Os efeitos negativos da abertura de capital também foram mencionados por Ricardo Bielchowsky. "Há uma semelhança entre os diagnósticos da CEPAL e da UNCTAD para a América Latina. Ambas concordam que as reformas impactaram de forma negativa na estrutura produtiva. Também concordam que o clima de incerteza gerado pela abertura de capital inibe os investimentos", disse. "Em muitos momentos, a microeconomia pode ser beneficiada com a abertura de mercado e a privatização, mas isso pode ter efeitos prejudiciais à macroeconomia", explicou.
Bielchowsky também lembrou que o Chile foi o único país a adotar estratégia alternativa ao Consenso de Washington. Foi então que sugeriu a leitura do PPA e da nova política industrial brasileira. "No papel, o Brasil tem dois documentos importantes para um plano nacional de
desenvolvimento. Pelo menos do ponto de visto conceitual, isto está instrumentalizado", enfatizou.
Ignacy Sachs, professor da Ecole des Hautes Etudes en Sciences Sociales de Paris, sugeriu a criação de um novo modelo para a América Latina, uma vez que os modelos implementados em outros países "não são inspiradores". Sachs propõe um modelo fundamentado no mercado interno, que simultaneamente leve em conta a inclusão social, a manutenção dos recursos naturais e o desenvolvimento sustentável.

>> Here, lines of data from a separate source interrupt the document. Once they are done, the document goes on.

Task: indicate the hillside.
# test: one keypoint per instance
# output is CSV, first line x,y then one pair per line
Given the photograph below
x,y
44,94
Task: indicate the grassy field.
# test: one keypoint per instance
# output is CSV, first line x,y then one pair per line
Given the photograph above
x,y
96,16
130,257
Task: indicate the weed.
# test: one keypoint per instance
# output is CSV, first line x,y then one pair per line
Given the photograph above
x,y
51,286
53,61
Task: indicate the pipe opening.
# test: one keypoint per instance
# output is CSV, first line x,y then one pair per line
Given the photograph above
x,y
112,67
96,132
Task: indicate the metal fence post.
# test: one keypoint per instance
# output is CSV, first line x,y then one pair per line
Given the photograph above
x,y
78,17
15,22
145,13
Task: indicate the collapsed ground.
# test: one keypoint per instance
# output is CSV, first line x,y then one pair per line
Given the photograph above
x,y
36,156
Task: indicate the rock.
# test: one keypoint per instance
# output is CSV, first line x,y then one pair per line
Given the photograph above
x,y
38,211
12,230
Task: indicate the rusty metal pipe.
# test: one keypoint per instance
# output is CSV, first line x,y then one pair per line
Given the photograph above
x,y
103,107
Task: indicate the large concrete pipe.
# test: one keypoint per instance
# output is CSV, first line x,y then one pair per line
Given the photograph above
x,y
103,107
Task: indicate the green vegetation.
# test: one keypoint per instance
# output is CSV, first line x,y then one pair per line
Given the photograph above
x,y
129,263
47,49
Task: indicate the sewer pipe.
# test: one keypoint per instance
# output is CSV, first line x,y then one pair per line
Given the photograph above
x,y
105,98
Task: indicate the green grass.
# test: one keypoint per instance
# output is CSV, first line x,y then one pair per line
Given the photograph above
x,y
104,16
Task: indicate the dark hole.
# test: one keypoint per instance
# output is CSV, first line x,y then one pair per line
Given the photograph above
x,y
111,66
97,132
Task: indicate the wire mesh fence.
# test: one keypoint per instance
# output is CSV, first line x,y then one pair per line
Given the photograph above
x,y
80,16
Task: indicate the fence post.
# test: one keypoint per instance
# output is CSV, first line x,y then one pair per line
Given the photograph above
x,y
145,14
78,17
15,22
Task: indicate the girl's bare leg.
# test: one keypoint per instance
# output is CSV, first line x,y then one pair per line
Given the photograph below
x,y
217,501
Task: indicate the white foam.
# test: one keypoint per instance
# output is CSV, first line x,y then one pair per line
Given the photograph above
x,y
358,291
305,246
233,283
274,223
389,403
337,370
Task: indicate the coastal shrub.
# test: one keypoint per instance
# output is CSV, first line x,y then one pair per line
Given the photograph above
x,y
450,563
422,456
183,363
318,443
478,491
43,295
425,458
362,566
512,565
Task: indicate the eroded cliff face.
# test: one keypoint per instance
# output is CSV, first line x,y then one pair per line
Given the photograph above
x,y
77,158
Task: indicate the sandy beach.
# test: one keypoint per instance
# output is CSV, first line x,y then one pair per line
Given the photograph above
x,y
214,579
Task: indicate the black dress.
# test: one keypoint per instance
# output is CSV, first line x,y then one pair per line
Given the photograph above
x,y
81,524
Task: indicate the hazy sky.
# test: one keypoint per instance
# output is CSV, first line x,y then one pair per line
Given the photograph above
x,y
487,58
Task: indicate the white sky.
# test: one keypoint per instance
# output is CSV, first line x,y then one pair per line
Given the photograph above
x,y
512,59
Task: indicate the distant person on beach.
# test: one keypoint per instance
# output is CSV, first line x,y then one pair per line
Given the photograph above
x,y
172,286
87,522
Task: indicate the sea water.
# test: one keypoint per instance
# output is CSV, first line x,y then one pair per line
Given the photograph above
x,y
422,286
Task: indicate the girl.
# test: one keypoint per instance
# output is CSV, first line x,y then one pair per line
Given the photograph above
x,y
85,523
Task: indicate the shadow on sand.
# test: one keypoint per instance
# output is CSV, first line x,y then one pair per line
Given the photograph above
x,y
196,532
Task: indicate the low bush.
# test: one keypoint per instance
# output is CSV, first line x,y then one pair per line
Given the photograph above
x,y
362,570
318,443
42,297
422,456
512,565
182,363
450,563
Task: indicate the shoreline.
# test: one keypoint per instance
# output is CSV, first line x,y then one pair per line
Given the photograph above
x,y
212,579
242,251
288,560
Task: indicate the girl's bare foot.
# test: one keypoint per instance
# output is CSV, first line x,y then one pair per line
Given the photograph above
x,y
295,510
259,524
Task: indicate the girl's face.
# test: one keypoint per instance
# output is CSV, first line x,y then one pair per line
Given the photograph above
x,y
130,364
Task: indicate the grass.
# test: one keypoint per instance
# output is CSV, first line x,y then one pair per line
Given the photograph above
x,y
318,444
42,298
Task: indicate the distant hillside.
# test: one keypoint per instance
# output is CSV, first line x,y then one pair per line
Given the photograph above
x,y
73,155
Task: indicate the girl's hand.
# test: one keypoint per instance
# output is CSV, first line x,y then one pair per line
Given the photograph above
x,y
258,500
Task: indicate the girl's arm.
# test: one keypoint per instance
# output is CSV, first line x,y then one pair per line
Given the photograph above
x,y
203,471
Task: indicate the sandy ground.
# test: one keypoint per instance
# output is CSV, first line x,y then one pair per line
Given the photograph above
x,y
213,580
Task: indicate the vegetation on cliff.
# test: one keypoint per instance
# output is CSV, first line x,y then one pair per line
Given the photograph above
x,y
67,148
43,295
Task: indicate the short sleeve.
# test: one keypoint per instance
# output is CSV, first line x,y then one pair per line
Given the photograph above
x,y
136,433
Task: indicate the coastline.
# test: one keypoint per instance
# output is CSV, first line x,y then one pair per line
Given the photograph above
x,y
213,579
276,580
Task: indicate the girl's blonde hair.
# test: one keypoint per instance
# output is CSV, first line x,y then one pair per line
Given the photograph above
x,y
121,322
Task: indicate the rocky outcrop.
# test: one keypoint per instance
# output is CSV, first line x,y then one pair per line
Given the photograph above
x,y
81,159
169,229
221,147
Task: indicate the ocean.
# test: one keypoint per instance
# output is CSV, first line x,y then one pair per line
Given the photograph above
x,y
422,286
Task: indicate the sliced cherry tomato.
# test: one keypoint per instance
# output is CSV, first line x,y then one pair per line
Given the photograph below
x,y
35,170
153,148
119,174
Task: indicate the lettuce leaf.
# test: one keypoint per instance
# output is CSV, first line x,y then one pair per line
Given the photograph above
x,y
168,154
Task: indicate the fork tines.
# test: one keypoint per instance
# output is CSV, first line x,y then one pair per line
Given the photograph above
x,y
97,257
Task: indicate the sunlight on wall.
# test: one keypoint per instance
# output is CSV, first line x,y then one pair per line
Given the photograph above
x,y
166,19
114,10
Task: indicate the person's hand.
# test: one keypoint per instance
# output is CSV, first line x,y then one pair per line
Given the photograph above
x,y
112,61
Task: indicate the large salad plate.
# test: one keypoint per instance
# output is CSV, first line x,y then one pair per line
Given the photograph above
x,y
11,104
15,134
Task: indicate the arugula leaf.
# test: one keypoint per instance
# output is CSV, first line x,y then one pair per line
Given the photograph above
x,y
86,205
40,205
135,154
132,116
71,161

Segundo Sachs, estes são os pontos cruciais na discussão do desenvolvimento. "A Ásia não é um bom exemplo. A Índia, por exemplo, teve industrialização e modernização rápida, mas com muita exclusão social e concentração de riqueza. Não é o tipo de crescimento que quermos ter", avaliou. Segundo Sachs, serviços, construção civil e políticas de financoamento mais flexíveis são áreas que mereciam um ollhar atento do governo. Sem esquecer, claro, áreas apontadas por ele como prioritárias: moradia, educação e saneamento.